Tony McManus has come to be recognised throughout the world as the leading guitarist in Celtic Music. From early childhood his twin obsessions of traditional music and acoustic guitar have worked together to produce a startlingly original approach to this ancient art. In Tony's hands the complex ornamentation normally associated with fiddles and pipes are accurately transferred to guitar in a way that preserves the integrity and emotional impact of the music.
Self taught from childhood, initially through listening to the family record collection, McManus abandoned academia in his twenties to pursue music full time. The session scene in Glasgow and Edinburgh provided the springboard for gigs around Scotland and a studio set for BBC Radio, frequently rebroadcast, began to spread the word.
Tony's first self titled recording in 1996, followed by Pourquoi Quebec in 1999 led to worldwide recognition. However, it was with the release of Ceol More in 2002 that Tony's stature as a first class musician reached a new level. Critics hailed the focussed, spell-binding nature of the music, from the plaintive Jewish hymn "Shalom Aleichem" to the ingenious arrangement of the Charles Mingus classic "Goodbye Pork Pie Hat". Having been nominated as Musician of the Year by both the BBC Folk Awards and The Scottish Traditonal Music awards, in 2002 "Ceol More" hit the Critic's Album of the year list in Acoustic Guitar magazine and named "Live Ireland Awards" Album of the Year.
Tony's work has come to represent Celtic music in the guitar world, making regular appearances at guitar specific events where just a few years ago jigs and reels would be unheard of. He is invited annually to the Chet Atkins Festival in Nashville, has appeared at Guitar Festivals in Soave and Pescantina, Sarzana and Francacorta Italy; Frankston, Australia; Issoudun and Bordeaux France; Kirkmichael, Scotland; Bath and Kent, England; Bochum and Osnabruck, Germany. In 2004 he appeared at the famous Ryman Auditorium in Nashville in the "All Star Guitar Night" featuring Steve Morse, Bryan Sutton, Muriel Anderson, Béla Fleck and Victor Wooten and headlined by the legendary Les Paul.
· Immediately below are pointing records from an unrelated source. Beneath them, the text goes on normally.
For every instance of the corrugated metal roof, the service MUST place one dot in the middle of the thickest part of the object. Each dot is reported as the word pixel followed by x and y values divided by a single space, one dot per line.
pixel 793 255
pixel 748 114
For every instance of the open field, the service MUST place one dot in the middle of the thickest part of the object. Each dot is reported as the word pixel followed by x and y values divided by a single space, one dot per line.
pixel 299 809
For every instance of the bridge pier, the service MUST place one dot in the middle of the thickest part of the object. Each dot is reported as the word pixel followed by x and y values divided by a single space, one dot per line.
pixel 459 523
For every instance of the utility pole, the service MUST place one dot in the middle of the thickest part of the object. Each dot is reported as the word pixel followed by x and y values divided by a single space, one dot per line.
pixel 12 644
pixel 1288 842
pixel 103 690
His ability to reach audiences unfamiliar with traditional music is remarkable- he is quite comfortable at predominantly classical events such as the Dundee and Derry Guitar Festivals (appearing six times between the two) the Uppsala Guitar Festival and even The Bogotá International Guitar Festival where he followed virtuoso Eduardo Fernandez.
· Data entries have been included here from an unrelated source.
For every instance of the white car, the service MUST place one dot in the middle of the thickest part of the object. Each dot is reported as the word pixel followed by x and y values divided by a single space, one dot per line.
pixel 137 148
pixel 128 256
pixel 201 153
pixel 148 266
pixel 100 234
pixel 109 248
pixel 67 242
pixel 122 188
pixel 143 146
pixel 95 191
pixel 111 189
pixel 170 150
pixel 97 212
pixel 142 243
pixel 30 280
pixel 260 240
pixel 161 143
Today his live work ranges from intimate solo performance through his trio with brothers Gary and Greg Grainger to the quartet Men of Steel (with fellow guitarists Dan Crary, Beppe Gambetta and Don Ross). He is an enthusiastic collaborator both as a leader and as a sideman having worked with, among many others Dougie McLean, Phil Cunningham, Mairi MacInnes, Liam O'Flynn, Martin Simpson, Kevin Burke, Alison Brown, Martyn Bennett, Natalie MacMaster, Patrick and Jacky Molard, Mairead ní Mhoanaigh and Dermot Byrne, The Nashville Chamber Orchestra, John Jorgenson, Jean Michel Veillon, Catriona Macdonald, Seikou Keita, Xosé Manuel Budiño, Ewen Vernal and Andy Irvine.
He is also in great demand as a studio musician having contributed to over 60 albums. In addition to his solo output Tony has worked with both singers and instrumentalists providing his distinctive sound on many successful projects.
His 2009 release "The Makers's Mark" saw him showcase 15 of the finest luthier built guitars available. Recording a solo piece on each instrument, the project caught the attention of the mainstream rock guitar press in a way that acoustic work rarely does.
The following year, a chance hearing on Irish radio led to an invite to contribute music to the soundtrack of Oscar winning director Neil Jordan's film "Ondine" starring Colin Farrell.
Never one to be typecast, Tony's new album "Mysterious Boundaries" is his most ambitious to date. An encouraging challenge from mandolin virtuoso Mike Marshall to learn the Bach E Major Prelude on guitar led to an exploration of classical and baroque music – seemingly very different to the jigs and reels that he grew up with. By examining the boundaries between genres and sticking to his steel string guitar (rather than the conventional classical guitar) McManus has produced a work of great originality and beauty, hailed by his peers as "a masterpiece" (Renbourn), "beyond beautiful… it's PERFECT!" (Tommy Emmanuel) and which contains a truly remarkable rendition of Bach's colossal Chaconne in D Minor – one of the greatest compositions of any age.
Whatever work McManus brings within his scope the listener is assured a journey into the depths of the music in the company of a great talent.